The authors of Employment Class Action blog have written about many of these cases in the past. Some arise when former “independent contractors” file for unemployment benefits and then argue that they are really employees. Class actions are now also being filed when a large number of independent contractors in a particular line of work — such as tech support or computer programmers, sales representatives, maintenance workers, nurses and construction workers — work exclusively for one employer over a significant period of time and perform duties similar to that of workers traditionally classified as employees.
Often, the employers getting into the most trouble are those that have laid off a large group of employees only to re-hire them as independent contractors so that they can avoid paying employment taxes, overtime wages and benefits.
The Internal Revenue Service, U.S. Department of Labor and many state labor departments also are looking to lay bare employers who they claim are misclassifying their workers.
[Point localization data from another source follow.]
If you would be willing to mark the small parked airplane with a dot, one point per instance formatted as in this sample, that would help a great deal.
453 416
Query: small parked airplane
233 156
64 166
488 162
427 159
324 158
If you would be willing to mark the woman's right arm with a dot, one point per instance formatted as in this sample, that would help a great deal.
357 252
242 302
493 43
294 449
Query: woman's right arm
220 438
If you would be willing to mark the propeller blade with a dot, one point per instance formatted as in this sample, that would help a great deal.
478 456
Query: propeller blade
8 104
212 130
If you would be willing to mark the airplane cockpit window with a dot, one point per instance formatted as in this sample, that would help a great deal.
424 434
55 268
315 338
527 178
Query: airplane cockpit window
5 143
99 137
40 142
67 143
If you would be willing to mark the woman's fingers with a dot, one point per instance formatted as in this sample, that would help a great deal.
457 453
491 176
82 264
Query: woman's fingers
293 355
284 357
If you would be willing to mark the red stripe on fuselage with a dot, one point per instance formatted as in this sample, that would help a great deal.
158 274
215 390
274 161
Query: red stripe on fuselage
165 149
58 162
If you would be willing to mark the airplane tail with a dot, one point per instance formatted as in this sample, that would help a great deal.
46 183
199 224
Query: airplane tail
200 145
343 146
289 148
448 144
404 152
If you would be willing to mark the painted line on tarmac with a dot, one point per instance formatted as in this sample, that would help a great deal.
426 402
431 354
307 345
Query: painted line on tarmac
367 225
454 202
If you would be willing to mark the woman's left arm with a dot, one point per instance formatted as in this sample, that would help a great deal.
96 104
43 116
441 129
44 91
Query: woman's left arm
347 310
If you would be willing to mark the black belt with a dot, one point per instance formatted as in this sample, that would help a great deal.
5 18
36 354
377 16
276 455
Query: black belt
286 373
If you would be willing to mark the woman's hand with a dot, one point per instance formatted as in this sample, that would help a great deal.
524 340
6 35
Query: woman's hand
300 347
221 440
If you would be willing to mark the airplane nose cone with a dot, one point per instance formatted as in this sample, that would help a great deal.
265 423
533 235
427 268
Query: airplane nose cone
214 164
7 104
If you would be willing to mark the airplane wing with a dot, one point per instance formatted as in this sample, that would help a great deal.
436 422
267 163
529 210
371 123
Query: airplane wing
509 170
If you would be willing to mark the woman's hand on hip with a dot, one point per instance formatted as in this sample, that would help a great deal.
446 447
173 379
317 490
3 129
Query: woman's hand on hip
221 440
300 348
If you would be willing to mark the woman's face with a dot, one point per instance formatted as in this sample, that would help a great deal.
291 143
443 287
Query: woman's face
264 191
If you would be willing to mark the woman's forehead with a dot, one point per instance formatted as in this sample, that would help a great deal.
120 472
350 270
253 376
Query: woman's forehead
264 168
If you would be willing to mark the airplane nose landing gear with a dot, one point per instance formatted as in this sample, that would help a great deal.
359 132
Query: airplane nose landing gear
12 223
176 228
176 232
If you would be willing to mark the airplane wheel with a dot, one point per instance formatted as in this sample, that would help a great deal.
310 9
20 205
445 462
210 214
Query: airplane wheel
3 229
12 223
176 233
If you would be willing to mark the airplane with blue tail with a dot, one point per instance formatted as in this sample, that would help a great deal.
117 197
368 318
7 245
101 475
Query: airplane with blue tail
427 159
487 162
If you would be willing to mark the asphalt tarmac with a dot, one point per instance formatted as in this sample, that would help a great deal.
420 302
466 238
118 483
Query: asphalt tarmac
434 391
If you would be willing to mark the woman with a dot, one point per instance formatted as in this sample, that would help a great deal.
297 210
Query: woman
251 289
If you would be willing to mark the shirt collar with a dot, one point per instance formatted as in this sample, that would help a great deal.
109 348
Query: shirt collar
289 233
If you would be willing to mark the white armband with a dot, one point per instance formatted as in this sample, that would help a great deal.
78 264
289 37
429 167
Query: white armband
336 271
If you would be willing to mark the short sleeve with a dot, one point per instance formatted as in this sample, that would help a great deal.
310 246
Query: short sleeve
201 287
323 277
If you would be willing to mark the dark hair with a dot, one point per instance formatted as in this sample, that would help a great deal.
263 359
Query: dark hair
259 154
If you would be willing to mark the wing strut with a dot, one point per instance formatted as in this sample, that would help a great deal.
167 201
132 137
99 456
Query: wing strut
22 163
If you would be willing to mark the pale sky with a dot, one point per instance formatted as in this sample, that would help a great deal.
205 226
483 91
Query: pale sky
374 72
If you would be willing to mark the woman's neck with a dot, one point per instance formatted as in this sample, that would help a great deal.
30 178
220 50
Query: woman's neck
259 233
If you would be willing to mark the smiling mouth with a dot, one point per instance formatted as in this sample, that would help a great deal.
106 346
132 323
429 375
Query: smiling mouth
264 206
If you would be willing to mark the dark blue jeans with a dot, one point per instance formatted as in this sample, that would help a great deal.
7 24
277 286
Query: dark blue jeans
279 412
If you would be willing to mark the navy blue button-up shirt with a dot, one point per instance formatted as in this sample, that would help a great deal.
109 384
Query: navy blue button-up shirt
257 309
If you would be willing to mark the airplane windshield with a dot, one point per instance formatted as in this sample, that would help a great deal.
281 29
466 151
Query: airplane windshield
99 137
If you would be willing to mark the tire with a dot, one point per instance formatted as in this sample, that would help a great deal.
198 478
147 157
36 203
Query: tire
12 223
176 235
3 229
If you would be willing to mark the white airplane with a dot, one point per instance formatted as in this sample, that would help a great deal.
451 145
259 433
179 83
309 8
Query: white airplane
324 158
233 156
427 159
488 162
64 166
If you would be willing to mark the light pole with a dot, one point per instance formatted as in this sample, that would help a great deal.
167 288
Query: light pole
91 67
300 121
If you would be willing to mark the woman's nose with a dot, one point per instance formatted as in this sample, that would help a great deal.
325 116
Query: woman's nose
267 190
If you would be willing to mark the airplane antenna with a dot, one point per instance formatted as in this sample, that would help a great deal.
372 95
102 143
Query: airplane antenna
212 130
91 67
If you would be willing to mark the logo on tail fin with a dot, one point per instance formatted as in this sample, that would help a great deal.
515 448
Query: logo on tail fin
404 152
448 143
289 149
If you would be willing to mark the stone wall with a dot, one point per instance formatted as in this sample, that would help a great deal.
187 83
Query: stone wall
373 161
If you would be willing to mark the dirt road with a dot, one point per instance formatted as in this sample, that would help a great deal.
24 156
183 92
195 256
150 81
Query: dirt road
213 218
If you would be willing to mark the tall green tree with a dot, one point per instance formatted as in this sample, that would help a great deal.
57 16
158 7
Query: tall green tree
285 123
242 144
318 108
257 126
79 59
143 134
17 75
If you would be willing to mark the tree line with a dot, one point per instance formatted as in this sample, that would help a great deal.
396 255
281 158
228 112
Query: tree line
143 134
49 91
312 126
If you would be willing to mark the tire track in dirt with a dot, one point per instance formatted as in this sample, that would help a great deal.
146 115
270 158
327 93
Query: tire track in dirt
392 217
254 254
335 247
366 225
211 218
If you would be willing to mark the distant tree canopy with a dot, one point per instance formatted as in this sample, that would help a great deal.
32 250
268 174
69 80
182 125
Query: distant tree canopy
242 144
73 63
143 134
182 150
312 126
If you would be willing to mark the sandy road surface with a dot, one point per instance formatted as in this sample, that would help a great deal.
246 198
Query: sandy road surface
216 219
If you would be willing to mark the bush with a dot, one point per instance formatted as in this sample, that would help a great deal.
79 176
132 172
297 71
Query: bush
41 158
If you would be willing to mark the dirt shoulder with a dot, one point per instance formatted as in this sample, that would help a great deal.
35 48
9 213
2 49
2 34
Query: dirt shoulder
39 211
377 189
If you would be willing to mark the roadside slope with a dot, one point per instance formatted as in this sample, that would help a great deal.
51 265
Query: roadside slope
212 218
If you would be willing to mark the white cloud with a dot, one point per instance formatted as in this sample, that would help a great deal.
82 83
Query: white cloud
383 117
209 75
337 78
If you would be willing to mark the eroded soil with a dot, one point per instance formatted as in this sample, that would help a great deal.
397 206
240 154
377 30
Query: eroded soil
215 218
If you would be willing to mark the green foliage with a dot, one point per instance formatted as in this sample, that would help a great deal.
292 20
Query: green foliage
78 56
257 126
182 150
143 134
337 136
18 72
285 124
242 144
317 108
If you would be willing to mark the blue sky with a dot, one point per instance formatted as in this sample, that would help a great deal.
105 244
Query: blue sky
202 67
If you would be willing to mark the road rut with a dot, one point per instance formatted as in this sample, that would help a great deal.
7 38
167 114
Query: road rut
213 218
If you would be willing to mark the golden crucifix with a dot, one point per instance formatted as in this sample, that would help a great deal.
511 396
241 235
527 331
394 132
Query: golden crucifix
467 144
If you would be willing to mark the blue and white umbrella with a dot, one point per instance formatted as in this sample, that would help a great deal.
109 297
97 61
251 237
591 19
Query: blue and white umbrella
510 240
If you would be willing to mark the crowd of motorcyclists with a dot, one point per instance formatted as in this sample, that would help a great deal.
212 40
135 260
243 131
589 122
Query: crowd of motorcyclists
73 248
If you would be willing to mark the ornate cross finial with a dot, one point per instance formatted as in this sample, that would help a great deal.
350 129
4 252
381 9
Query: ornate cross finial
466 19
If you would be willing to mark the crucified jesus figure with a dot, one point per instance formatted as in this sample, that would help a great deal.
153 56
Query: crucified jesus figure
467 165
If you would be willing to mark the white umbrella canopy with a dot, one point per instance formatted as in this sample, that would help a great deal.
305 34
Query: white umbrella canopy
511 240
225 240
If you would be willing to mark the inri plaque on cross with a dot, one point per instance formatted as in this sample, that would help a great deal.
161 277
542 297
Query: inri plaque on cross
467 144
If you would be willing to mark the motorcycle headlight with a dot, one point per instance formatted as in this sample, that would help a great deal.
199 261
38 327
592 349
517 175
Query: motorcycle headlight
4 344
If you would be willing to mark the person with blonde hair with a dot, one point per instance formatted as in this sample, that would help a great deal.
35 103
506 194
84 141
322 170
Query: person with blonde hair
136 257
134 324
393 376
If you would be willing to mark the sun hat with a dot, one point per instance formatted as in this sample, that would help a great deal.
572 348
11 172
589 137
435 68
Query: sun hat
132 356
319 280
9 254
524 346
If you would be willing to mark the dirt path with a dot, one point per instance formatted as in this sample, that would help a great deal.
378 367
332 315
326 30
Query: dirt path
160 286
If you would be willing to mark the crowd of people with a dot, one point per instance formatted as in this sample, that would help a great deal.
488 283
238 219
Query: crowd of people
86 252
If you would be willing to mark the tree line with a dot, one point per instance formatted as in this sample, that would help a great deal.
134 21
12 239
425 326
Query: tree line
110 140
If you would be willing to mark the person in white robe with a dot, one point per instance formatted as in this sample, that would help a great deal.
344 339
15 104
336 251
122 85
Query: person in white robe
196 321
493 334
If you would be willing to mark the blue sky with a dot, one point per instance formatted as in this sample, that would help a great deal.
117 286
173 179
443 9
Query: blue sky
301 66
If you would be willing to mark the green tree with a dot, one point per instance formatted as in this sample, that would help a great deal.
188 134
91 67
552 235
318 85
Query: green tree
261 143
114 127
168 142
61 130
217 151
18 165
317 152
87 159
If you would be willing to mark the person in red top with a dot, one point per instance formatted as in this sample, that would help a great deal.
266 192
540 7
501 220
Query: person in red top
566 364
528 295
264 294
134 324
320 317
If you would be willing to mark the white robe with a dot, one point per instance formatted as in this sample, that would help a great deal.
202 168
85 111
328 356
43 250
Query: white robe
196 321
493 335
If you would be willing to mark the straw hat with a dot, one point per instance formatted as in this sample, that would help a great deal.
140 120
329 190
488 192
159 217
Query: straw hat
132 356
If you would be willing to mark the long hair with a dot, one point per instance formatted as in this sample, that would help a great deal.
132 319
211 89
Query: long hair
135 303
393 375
In an effort to collect more employment tax revenue, over the next three years, the IRS plans to randomly select and audit up to 6,000 businesses that use contractors. The DOL stated in its 2011-2016 strategic plan that it will partner with the IRS to root out employers who continue to misclassify employees as independent contractors.
The government efforts likely will arouse the interest of workers eager to seek unpaid minimum wage and overtime pay through class action filings.
The Bottom Line: An employer can be nakedly exposed to a wage and hour class action unless workers are properly classified.